Escape characters are represented as backslashes (\)+ characters in the following three cases:

  1. Because metacharacters have special meaning, they cannot be matched directly. To match them themselves, they need to be preceded by a backslash /\*/.test(‘*’);

  2. \ add non-metacharacters, indicating some special characters that cannot be printed;

model instructions
\ 0 matchingNULcharacter
\t Matches horizontal tabs
\v Matches vertical tabs
\n Matches a newline character
\r Match carriage return
\f Matches the page feed character
\xnn Matches Latin characters. Such as\xOAIs equivalent to\n
\uxxxx matchingUnicodeCharacters.
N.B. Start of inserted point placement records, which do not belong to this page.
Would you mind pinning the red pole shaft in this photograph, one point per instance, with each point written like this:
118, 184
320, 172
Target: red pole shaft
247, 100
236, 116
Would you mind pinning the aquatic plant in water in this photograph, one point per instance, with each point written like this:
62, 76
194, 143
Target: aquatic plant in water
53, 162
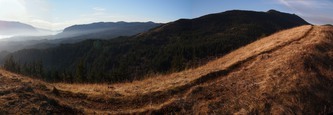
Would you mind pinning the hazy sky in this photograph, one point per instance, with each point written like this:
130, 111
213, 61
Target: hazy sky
58, 14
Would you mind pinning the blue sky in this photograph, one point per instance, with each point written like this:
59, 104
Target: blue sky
58, 14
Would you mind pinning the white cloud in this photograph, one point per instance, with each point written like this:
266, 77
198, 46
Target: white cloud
99, 9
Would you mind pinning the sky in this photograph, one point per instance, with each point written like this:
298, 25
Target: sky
59, 14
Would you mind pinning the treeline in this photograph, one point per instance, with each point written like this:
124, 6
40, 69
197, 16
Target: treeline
172, 47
Such as\u2028Matches the line terminator
\cX matchingctrl + X. Such as\cImatchingctrl + I, equivalent to the\t
[\b] matchingBackspace
  1. \If you add any other character, the default is to match this character, that is, a backslash(\)Is ignored/\x/.test('x')  。

Double escape

Because the RegExp constructor takes a string as an argument, characters need to be double-escaped in some cases

var p1 = /\.at/;
/ / equivalent to the
var p2 = new RegExp('\\.at');

var p1 = /name\/age/;
/ / equivalent to the
var p2 = new RegExp('name\\/age');

var p1 = /\w\\hello\\123/;
/ / equivalent to the
var p2 = new RegExp('\\w\\\\hello\\\\123');
Copy the code

It is often recommended to define regees in a literal manner.

Character groups

A character group is a group of characters represented by square brackets that matches one of several characters.

[0123456789] match0-910A digital [0-9] match0-910The number [A-z] matches26Letters [0-9a-zA-z] Matches uppercase and lowercase letters of digitsCopy the code

Excluded character group

Another type of character group is the exclusion character group, which follows the left square bracket with a stripper ‘^’ representation to match an unlisted character in the current position.
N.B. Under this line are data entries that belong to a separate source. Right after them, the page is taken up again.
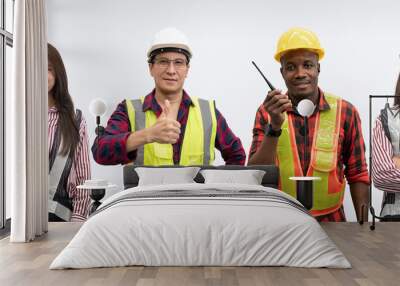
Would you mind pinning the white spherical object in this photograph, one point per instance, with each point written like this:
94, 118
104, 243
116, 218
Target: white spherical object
97, 107
305, 107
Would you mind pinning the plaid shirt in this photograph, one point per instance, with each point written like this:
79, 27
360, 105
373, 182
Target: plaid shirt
351, 148
111, 147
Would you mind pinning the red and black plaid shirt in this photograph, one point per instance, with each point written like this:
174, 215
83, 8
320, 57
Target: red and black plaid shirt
351, 149
111, 147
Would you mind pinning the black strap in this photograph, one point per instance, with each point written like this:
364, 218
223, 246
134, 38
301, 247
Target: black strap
61, 196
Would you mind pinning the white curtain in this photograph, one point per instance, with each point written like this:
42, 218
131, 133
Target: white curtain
27, 151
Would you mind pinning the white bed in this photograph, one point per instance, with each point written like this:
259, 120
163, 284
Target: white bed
201, 224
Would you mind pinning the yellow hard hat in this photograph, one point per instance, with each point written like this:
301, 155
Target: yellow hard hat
298, 38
[^0-9In addition to] said0-9Characters other thanCopy the code
model instructions
[abc] Matches any character of “A”, “B”, or “C”
[a-c1-3] Matches any of the following characters: A, B, C, 1, 2, and 3
[^abc] Matches any character except “A”, “b”, and “C”
[^a-c1-3] Matches any character other than “A”, “b”, “C”, 1, 2, 3
. A wildcard character that matches any character except a few (\n) characters
\d Match a number, equivalent to[0-9]
\D Matching non-numbers is equivalent to[^ 0-9]
\w Match word characters, equivalent to[a-zA-Z0-9_]
\W Matching non-word characters is equivalent to[^a-zA-Z0-9_]
\s Matching whitespace is equivalent to[ \t\v\n\r\f]
\S Matches non-whitespace characters, equivalent to[^ \t\v\n\r\f]

quantifiers

The character groups [0-9] or \d can be used to match a single numeric character, which is less convenient if you use regular expressions to represent more complex strings:

// Indicates a six-digit zip code/ [0-9] [0-9] [0-9] [0-9] [0-9] [0-9] /; Or / \ d \ d \ d \ d \ d \ d /;Copy the code

Regular expressions provide quantifiers that set the number of occurrences of a pattern

# indicates zip code6A digital / \ d {6} /;Copy the code
model instructions
{n,m} N to m times in a row. Greed mode
{n,} At least n consecutive occurrences. Greed mode
{n} N consecutive occurrences. Greed mode
? Is equivalent to{0, 1}. Greed mode
+ Is equivalent to{1,}. Greed mode
* Is equivalent to, {0}. Greed mode
{n,m}? N to m times in a row. The inertia model
{n,}? At least n consecutive occurrences. The inertia model
{n}? N consecutive occurrences. The inertia model
?? Is equivalent to{0, 1}?. The inertia model
+? Is equivalent to{1}?. The inertia model
*? Is equivalent to{0}?. The inertia model

Greedy mode: By default, quantifiers are greedy quantifier mode, which matches until the next character does not meet the matching rules.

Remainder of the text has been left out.